Based in Cambridge, Massachusetts, the company is focused on building the infrastructure needed to connect individual quantum processors into unified, high-performance systems. While the quantum computing industry has demonstrated early breakthroughs in specialized calculations, broader real-world applications remain constrained by scaling challenges associated with isolated processors.
CavilinQ is addressing this limitation by developing cavity-enhanced photonic links that allow multiple quantum processors to operate together as modular clusters. This approach is intended to enable distributed quantum computing architectures capable of achieving significantly greater scale and reliability.
The company’s technology is rooted in high-fidelity light-matter interfaces, an area advanced by its scientific co-founders, Mikhail Lukin of Harvard University and Hannes Bernien of the University of Chicago and the University of Innsbruck.
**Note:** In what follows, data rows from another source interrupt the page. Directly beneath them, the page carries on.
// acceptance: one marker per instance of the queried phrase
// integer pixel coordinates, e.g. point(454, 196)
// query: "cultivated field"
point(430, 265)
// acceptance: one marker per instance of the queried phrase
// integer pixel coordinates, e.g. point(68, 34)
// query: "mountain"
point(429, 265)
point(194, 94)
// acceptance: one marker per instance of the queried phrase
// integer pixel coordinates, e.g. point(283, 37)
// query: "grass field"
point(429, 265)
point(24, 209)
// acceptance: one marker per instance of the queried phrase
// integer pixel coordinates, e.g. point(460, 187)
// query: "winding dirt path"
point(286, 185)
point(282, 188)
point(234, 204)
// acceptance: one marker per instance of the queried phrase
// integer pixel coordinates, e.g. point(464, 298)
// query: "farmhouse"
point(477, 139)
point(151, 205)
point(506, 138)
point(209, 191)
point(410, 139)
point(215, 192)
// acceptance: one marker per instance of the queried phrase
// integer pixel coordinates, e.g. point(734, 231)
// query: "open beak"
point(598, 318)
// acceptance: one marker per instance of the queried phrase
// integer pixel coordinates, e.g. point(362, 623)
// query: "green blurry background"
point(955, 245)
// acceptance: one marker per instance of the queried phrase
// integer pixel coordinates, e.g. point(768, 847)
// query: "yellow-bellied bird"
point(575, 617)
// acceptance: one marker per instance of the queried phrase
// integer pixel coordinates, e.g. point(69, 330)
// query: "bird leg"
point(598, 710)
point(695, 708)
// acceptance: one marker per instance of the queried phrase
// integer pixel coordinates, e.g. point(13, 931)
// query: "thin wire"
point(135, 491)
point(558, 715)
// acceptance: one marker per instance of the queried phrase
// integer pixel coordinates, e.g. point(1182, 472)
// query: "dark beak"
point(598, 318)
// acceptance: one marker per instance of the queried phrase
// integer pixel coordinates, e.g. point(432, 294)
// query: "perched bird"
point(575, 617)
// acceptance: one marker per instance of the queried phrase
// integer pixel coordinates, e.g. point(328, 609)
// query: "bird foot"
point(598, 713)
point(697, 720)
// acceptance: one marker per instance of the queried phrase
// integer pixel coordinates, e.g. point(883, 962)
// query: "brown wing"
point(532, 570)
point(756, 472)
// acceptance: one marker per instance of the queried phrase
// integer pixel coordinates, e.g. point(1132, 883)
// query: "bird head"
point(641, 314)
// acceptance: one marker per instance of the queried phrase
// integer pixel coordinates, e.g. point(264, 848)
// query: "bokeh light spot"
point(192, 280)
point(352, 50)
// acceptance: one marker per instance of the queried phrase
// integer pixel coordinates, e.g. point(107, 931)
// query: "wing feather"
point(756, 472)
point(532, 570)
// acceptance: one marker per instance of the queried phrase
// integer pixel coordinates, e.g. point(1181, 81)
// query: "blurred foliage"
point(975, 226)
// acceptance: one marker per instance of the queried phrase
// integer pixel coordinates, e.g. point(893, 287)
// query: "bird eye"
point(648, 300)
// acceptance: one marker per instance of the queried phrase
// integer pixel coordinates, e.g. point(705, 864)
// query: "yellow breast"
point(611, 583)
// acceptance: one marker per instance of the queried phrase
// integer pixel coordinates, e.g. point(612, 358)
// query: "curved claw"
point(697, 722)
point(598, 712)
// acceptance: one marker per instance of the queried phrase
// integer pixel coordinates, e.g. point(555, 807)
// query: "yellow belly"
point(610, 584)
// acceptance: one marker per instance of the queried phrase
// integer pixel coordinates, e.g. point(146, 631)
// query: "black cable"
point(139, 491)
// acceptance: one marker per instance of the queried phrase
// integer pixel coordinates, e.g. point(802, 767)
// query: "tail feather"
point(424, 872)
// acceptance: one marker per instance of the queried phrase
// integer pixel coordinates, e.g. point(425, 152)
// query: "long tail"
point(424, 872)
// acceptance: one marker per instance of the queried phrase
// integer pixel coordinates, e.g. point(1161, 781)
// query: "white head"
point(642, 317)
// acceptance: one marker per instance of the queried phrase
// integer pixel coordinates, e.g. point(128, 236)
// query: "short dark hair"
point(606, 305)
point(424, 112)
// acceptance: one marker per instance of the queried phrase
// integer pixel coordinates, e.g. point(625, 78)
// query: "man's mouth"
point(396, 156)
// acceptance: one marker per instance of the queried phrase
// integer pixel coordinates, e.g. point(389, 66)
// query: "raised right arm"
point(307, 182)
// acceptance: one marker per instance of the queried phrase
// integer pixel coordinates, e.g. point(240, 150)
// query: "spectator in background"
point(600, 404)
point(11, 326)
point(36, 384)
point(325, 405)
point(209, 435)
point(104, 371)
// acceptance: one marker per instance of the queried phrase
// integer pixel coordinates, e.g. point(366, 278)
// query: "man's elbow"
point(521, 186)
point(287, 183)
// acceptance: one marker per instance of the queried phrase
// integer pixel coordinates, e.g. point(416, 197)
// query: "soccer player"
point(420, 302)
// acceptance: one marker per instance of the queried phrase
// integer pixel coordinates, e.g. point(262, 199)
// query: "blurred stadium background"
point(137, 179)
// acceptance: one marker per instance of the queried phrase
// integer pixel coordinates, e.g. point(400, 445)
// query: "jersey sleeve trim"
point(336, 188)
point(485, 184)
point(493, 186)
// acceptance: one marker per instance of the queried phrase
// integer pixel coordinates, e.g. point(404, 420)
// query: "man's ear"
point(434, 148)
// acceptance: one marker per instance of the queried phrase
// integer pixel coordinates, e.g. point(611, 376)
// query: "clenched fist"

Although the platform is designed to be hardware-agnostic, initial demonstrations will focus on integration with neutral atom quantum processors.
The new funding will be used to establish a specialized laboratory in Cambridge, expand the company’s team, and achieve key technical milestones related to its interconnect technology.
KEY QUOTES:
“While we’ve seen impressive demonstrations of quantum utility on specialized tasks, solving real-world problems has been limited by the physical limits of current isolated processors. We are building the interconnects that unify isolated processors into one distributed processor, providing the infrastructure to make large-scale, fault-tolerant computing a reality.”
Shankar G. Menon, CEO of CavilinQ
“With recent advances toward full-scale, fault-tolerant quantum processors, networking has become an increasingly important priority. We believe that CavilinQ’s technology will support multiple orders of magnitude increases in networking speed compared to other quantum networking technologies.”
Arthur Chu, Managing Partner at QVT
“Even classical computing as we know it is built on the premise that processors are more powerful connected than isolated. Quantum computing will be no different, and every path to meaningful scale will require a modular architecture. We have the right team and the right technology to push quantum computing to utility scale.”